Wikipedia A Thief?


Wikipedia, the Free Encyclopedia, is without a doubt accepted as one of the most amazing sources of information on the internet. This is where people turn to for any information they need. The English language version was brought out in 2001 and has experienced great popularity since then.

But over the years, Wikipedia has had its share of controversies. There have been academics who deemed suspect some entries, as it is an encyclopedia that can be edited by anyone. Many feel that just as too many cooks spoil the broth, too many contributors/editors can also confuse the information.

Wikipedia has fought many battles and the latest one is from Britain’s famous art gallery’s website, “National Portrait Gallery (NPG).” They have threatened to take legal action as they claim that images from their website have been uploaded to Wikipedia. In response to this, the online encyclopedia has accused the National Portrait Gallery of betraying its public service mission.

An image of the Virgin Queen, Elizabeth I looks on amusingly from the art gallery and now also the Wikipedia pages, as the two adversaries battle for rights hundreds of years after she was painted. The fact is that 3,300 high-resolution images from the gallery have been uploaded to Wikipedia in April, by a Ph.D. student and volunteer from Seattle, Derrick Coetzee, and the gallery is not too happy with that.

The gallery founded in 1856 said it needs to recoup the 1 million pounds cost of digitalization program and threatened legal action. The gallery has ordered a well-known law firm to sue Coetzee unless the pictures are removed. Gallery officials say that although, the portraits are not in copyright, the photographs are and that they spent around £1m to create high resolution images, which therefore require a license fee. They say Wikipedia has not responded to their letters.

Wikipedia on its part is fully supportive of Coetzee and argues that the portraits are under public ownership. Deputy Director of the Wikipedia Foundation that runs the online encyclopedia, Erik Moeller said that museums and other cultural institutions should not pursue extra revenue while limiting public access to their material. He wrote in his blog post, “It is hard to see a plausible argument that excluding public domain content from a free, non-profit encyclopedia serves any public interest whatsoever.”

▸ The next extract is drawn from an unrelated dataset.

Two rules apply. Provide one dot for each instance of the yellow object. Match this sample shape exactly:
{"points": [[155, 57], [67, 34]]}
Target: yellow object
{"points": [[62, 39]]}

He also mentioned that two German photographic archives donated 350,000 copyrighted images for use on Wikipedia, and there have been other institutions in the United Kingdom and the US that have looked and understood the benefits of making their material available for the public free of charge. According to another Wikipedia volunteer, the gallery only makes around 10-15,000 pounds each year from Web licensing.

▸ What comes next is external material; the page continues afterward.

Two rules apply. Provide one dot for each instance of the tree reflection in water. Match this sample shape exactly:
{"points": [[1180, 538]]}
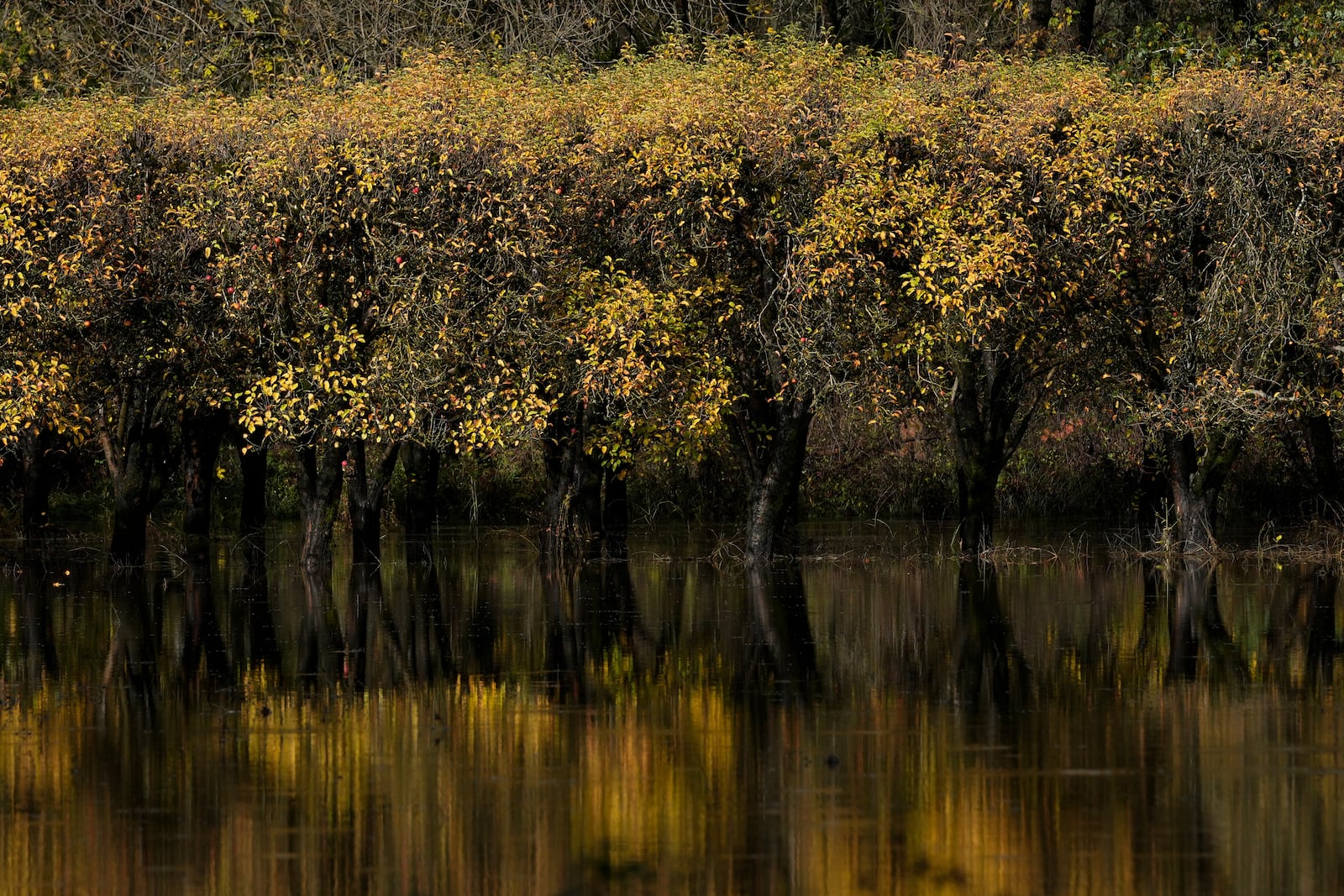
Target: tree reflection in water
{"points": [[461, 720]]}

However, the gallery insists that it has been misrepresented and although it does not make much money from Web licensing, its income from reproduction of its images in magazines and books is much more, around 339,000 in the previous year.

Another point of contention is that of copyright laws in different countries. Coetzee is a US citizen where the laws pertaining to images of publicly owned art are different and the gallery opines that since the images are protected under U.K. copyright law, the law of the land rules. This raises interesting questions about how the local law affects websites that are located in other parts of the world.

This news has become a raging topic in cyberspace, leading to a conflict of words between supporters of free information and cultural institutions who wish to protect their limited revenue streams, which include the license fee for reproducing images of their artworks.

Opinions on this issue vary. While some support Wikipedia saying that people have a right to see these images as they are public property already; others insist that the likes of Wikipedia want to take advantage of the new technology and have everything for free, and if somebody takes the effort to produce the best picture possible, then they need to be protected. Since the gallery makes low to medium resolution images available free for people, many feel that it was wrong of Wikipedia to take the high resolution images.

Coetzee is the only one who has not yet commented on what is a repercussion of his deeds. It is left to be seen what route this controversy takes and if Wikipedia is stuck with the label of a thief.